Now trending: Coping with non-parallel trends in difference-in-differences analysis

Tuesday, June 14, 2016: 3:00 PM
419 (Fisher-Bennett Hall)

Author(s): Andy Ryan; James F. Burgess

Discussant: Matt Sutton

Difference-in-differences (DID) methods are extremely popular in health services and health policy research.  DID methods rely on the “parallel trends” for identification of causal effects. To date, researchers have had little guidance about how to estimate causal effects using DID when the parallel trends assumption is violated.

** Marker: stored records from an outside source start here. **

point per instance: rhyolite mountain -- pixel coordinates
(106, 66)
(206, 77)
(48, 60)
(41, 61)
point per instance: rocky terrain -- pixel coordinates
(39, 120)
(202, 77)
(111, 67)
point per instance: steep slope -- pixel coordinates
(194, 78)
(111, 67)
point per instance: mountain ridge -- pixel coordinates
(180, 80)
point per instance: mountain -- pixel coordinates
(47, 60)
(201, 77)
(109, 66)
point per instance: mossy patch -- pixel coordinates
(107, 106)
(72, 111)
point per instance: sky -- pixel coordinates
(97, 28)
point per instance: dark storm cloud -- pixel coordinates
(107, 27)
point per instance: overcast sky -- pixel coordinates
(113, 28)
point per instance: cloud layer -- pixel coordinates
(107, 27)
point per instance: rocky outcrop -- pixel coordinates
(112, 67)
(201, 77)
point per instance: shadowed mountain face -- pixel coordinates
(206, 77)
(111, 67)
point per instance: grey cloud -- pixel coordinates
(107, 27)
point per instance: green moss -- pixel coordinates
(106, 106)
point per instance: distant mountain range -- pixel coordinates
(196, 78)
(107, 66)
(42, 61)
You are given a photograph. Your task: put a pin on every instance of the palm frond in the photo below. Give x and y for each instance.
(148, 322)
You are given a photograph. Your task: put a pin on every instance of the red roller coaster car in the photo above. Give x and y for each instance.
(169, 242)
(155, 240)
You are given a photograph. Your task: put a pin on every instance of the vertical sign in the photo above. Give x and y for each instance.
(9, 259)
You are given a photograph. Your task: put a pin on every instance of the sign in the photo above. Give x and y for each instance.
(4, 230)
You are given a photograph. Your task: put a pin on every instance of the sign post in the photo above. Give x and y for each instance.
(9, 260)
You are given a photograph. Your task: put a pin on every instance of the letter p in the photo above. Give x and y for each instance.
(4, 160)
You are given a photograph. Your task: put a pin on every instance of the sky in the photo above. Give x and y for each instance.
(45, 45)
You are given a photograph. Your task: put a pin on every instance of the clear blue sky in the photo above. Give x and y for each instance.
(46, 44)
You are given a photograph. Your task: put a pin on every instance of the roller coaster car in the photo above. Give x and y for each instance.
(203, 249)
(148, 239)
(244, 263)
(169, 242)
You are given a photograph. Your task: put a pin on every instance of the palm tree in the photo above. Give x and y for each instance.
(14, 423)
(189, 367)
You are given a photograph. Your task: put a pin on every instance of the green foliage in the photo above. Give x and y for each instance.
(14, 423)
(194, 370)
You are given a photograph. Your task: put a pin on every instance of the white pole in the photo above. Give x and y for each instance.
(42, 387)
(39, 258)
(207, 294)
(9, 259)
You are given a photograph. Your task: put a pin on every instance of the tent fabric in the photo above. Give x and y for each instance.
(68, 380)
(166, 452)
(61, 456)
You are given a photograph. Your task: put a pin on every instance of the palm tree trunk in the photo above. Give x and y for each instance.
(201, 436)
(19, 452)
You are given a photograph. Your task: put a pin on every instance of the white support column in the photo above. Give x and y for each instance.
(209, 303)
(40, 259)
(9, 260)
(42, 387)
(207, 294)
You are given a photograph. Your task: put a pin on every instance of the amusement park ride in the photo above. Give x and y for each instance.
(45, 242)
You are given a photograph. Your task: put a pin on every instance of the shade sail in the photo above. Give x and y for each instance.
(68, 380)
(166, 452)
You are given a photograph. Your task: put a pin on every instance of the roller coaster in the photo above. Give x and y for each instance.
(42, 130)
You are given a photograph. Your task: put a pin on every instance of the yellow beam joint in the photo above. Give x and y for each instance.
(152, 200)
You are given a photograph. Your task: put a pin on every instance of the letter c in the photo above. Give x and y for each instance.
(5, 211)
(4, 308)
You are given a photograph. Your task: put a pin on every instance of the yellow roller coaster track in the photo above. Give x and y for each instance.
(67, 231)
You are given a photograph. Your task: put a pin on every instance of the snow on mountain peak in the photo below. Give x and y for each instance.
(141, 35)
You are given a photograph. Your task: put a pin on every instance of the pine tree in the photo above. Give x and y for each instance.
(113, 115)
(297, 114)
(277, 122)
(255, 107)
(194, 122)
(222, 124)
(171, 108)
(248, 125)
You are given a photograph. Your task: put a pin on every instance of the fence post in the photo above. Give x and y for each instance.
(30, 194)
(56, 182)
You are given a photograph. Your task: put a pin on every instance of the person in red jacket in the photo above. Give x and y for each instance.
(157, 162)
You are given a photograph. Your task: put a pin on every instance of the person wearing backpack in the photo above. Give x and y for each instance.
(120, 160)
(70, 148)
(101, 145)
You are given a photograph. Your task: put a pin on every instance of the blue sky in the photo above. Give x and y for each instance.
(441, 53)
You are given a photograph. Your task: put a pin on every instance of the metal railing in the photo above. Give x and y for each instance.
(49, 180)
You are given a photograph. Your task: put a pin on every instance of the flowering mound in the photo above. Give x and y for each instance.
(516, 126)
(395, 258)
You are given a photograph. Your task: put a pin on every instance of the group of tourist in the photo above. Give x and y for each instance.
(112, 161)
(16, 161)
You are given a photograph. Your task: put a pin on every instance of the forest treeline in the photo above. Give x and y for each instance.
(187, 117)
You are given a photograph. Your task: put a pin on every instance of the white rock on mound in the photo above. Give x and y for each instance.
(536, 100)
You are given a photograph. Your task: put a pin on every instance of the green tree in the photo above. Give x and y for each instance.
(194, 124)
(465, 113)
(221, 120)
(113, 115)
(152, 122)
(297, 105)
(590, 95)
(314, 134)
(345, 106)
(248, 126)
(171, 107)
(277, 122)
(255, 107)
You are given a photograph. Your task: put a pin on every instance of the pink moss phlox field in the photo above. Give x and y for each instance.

We performed a Monte Carlo simulation experiment to address this question. The simulation experiment was designed to test the performance of alternative DID estimators when estimating the effect of an imaginary policy on quality. Hospitals were assigned to treatment under three different scenarios: 1) random assignment; 2) assignment in which pre-intervention levels were positively correlated with outcomes; 3) assignment in which pre-intervention levels were positively correlated with trends in outcomes. For scenarios in which assignment was based on pre-intervention levels and trends, assignment probabilities were based on the cumulative density function of the respective empirical distributions. After assignment, alternative program effects were assigned, ranging from no effect, a “small effect” (2%), or a “large” effect (10%). We then estimated alternative DID models that varied with respect to the choice of treating trends. Data were available for thee pre-intervention (years 1, 2, and 3) and three post-intervention periods.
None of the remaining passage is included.